Here Is How To Handle Street Harassment In Literally Every Situation

I mean, ideally like this.

  • I mean, ideally like this.

The Village Voice reported yesterday on a new chart released by the Brooklyn Movement Center, a Bed-Stuy-based community group, meticulously chronicling every possible type of street harassment (including all-too-familiar “sucking teeth/hissing”), every possible motivation behind it (“entitlement” being a common thread), and every possible response (like “walk mad” and “public shaming”). Maybe doesn’t sound like an exciting Friday afternoon read, but it’s one of the best things I’ve seen in a long, long while.
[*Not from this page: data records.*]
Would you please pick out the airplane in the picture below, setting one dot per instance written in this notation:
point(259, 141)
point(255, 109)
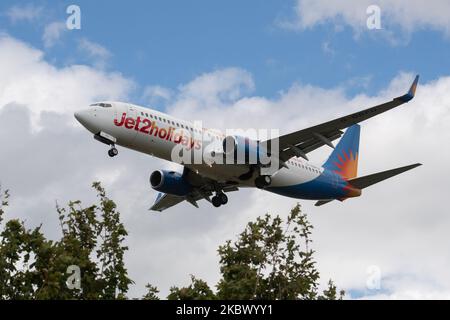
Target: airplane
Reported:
point(159, 134)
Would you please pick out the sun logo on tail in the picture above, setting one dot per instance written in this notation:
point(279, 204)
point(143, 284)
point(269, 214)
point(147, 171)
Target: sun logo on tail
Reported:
point(347, 165)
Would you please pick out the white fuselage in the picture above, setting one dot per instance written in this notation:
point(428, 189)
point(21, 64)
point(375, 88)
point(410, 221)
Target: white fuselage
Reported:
point(157, 134)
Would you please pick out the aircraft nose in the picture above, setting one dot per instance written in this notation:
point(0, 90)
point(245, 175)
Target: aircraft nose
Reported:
point(85, 118)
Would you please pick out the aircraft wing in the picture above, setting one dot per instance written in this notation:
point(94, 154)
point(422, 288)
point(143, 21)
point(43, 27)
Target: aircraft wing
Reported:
point(301, 142)
point(164, 201)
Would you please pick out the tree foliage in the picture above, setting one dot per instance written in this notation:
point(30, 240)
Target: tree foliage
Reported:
point(271, 259)
point(32, 267)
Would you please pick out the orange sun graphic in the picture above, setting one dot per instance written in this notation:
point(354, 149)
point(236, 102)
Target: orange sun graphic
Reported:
point(348, 165)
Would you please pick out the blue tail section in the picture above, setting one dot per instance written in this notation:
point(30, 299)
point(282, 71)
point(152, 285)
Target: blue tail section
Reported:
point(344, 158)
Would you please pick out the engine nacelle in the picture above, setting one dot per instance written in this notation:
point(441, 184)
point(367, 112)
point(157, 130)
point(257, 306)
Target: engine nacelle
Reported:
point(244, 150)
point(170, 182)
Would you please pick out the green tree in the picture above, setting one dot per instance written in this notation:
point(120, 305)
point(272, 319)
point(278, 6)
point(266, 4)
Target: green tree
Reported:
point(271, 259)
point(32, 267)
point(152, 292)
point(197, 290)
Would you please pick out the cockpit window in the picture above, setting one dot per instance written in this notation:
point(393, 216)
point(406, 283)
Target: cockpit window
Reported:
point(101, 104)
The full, interactive chart can be found on the Movement Center’s website (it’s still an early drafted version, but is comprehensive nonetheless), and rates things with an “intensity score” from one to ten. The whole thing is sort of brilliant in its simplicity, given a lot of its advice centers around basic, go-to responses (like “Can I help you?” or ducking into a store) as opposed to the elaborate burns about “sucking a bag of dicks” (just spitballing here) we’d all like to think we have at the ready, and can way too easily forget about when caught off guard by a creepy stranger. I mean, it’d be even better if there were no need for this chart to exist in the first place, but baby steps, I suppose. Use it wisely this weekend.